I have experienced same problem with master nodes in BYO K8s cluster with Gatekeeper v3.7.0.
- I did not have any issues with adding/removing worker nodes, only master nodes do not register.
Setup
- gatekeeper pods are up and running
- there are 3 masters running which were setup before gatekeeper was deployed
- new master node is added and it fails to register
Logs
Master node Kubelet log shows a lot of errors like this:
Jan 18 21:24:07 master-node-name kubelet[24315]: E0118 21:24:07.559174 24315 kubelet.go:2212] Container runtime network not ready: NetworkReady=false reason:Net
workPluginNotReady message:docker: network plugin is not ready: kubenet does not have netConfig.
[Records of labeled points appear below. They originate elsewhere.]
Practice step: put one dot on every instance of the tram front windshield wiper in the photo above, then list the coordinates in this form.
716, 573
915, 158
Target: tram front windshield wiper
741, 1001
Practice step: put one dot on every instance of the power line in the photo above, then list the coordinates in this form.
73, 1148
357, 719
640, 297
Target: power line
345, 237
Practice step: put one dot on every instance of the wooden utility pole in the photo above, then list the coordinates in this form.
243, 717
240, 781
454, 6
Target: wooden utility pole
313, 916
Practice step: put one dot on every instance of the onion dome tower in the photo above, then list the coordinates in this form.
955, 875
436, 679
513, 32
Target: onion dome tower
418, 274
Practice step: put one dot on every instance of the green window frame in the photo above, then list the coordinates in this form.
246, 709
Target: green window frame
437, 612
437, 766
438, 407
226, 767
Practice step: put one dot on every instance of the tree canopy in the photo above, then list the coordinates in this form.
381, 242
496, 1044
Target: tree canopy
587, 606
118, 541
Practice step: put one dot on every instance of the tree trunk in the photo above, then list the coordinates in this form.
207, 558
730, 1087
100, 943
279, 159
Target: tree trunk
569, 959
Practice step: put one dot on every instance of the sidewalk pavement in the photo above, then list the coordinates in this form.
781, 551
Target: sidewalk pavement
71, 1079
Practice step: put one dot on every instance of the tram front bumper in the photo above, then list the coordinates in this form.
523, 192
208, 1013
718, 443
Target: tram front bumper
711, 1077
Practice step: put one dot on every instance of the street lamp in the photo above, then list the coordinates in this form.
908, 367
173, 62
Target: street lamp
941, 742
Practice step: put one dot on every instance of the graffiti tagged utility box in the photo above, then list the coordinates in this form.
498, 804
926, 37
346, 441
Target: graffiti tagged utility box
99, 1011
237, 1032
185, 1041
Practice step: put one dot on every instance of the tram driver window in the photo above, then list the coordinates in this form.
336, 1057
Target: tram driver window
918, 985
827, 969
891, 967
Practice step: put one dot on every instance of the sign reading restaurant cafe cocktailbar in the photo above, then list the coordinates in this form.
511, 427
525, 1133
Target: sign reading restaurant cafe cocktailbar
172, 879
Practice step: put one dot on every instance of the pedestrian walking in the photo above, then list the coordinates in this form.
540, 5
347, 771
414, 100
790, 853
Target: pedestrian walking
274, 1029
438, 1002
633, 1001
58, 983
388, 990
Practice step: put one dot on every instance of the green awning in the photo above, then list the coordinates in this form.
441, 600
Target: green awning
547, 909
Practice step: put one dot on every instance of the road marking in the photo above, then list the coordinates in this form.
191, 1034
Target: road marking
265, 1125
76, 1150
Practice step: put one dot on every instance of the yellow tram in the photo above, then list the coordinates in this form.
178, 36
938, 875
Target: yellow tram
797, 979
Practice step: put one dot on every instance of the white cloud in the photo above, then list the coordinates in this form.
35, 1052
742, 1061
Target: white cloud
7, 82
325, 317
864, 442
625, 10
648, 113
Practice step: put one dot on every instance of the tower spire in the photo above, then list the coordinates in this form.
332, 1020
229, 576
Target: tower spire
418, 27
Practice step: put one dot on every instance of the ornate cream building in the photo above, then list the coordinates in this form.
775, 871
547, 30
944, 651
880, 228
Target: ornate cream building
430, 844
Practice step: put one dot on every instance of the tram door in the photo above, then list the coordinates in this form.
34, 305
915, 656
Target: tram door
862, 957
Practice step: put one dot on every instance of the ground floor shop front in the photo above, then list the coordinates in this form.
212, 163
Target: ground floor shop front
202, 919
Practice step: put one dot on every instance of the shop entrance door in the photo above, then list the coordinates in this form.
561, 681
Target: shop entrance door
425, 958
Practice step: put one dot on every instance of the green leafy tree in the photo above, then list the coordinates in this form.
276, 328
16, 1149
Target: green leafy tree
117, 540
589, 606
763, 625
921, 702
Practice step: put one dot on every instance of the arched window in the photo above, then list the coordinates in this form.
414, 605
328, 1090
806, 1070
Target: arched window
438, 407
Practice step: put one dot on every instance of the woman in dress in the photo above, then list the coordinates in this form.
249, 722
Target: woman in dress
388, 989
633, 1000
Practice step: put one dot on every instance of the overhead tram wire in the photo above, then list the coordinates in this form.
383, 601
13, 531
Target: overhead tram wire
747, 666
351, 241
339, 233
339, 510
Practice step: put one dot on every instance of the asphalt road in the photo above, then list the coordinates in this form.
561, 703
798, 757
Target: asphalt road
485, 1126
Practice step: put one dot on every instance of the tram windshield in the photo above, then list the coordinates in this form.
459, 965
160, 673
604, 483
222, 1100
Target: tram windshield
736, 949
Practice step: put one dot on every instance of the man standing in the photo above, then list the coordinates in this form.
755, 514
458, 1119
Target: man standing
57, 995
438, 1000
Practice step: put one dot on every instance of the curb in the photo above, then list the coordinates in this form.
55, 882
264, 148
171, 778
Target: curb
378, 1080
This is most likely due to lack of PodCIDR
Jan 18 21:24:11 master-node-name kubelet[24315]: E0118 21:24:11.349627 24315 kubelet.go:2292] node "master-node-name" not found
Jan 18 21:24:11 master-node-name kubelet[24315]: E0118 21:24:11.449800 24315 kubelet.go:2292] node "master-node-name" not found
Jan 18 21:24:11 master-node-name kubelet[24315]: E0118 21:24:11.550034 24315 kubelet.go:2292] node "master-node-name" not found
Jan 18 21:24:11 master-node-name kubelet[24315]: E0118 21:24:11.650209 24315 kubelet.go:2292] node "master-node-name" not found
Jan 18 21:24:11 master-node-name kubelet[24315]: I0118 21:24:11.655041 24315 nodeinfomanager.go:403] Failed to publish CSINode: nodes "master-node-name" not found
Jan 18 21:24:11 master-node-name kubelet[24315]: I0118 21:24:11.670474 24315 nodeinfomanager.go:403] Failed to publish CSINode: nodes "master-node-name" not found
Jan 18 21:24:11 master-node-name kubelet[24315]: I0118 21:24:11.731168 24315 nodeinfomanager.go:403] Failed to publish CSINode: nodes "master-node-name" not found
Jan 18 21:24:11 master-node-name kubelet[24315]: E0118 21:24:11.750440 24315 kubelet.go:2292] node "master-node-name" not found
Jan 18 21:24:11 master-node-name kubelet[24315]: E0118 21:24:11.850677 24315 kubelet.go:2292] node "master-node-name" not found
Jan 18 21:24:11 master-node-name kubelet[24315]: E0118 21:24:11.950879 24315 kubelet.go:2292] node "master-node-name" not found
Jan 18 21:24:11 master-node-name kubelet[24315]: I0118 21:24:11.991486 24315 nodeinfomanager.go:403] Failed to publish CSINode: nodes "master-node-name" not found
Jan 18 21:24:11 master-node-name kubelet[24315]: E0118 21:24:11.991519 24315 csi_plugin.go:285] Failed to initialize CSINode: error updating CSINode annotation:
timed out waiting for the condition; caused by: nodes "master-node-name" not found
Jan 18 21:24:11 master-node-name kubelet[24315]: F0118 21:24:11.991525 24315 csi_plugin.go:299] Failed to initialize CSINode after retrying: timed out waiting f
or the condition
Jan 18 21:24:12 master-node-name systemd[1]: kubelet.service: main process exited, code=exited, status=255/n/a
Gatekeeper helm config:
replicas: 3
auditInterval: 300
auditMatchKindOnly: true
constraintViolationsLimit: 20
auditFromCache: false
disableMutation: false
disableValidatingWebhook: false
validatingWebhookTimeoutSeconds: 30
validatingWebhookFailurePolicy: Fail
validatingWebhookCheckIgnoreFailurePolicy: Fail
enableDeleteOperations: false
enableExternalData: false
mutatingWebhookFailurePolicy: Fail
mutatingWebhookTimeoutSeconds: 30
auditChunkSize: 100
logLevel: INFO
logDenies: true
emitAdmissionEvents: true
emitAuditEvents: true
resourceQuota: true
@darkstarmv Do you have any constraints on your cluster?
Since you are logging denies, do you see any denies on any G8r webhook pods that coincide with trying to spin up the master?
@darkstarmv Do you have any constraints on your cluster?
Since you are logging denies, do you see any denies on any G8r webhook pods that coincide with trying to spin up the master?
I have a couple of ingress constraints to block duplicate ingress host and localhost. I'll try to dig through logs some more
Might also be worth seeing if disabling the webhook temporarily solves the problem. Not 100% clear G8r is involved, only that it's installed on the cluster. If disabling the webhook doesn't clear the issue, it's likely not G8r.
This issue has been automatically marked as stale because it has not had recent activity. It will be closed in 14 days if no further activity occurs. Thank you for your contributions.
This issue has been automatically marked as stale because it has not had recent activity. It will be closed in 14 days if no further activity occurs. Thank you for your contributions.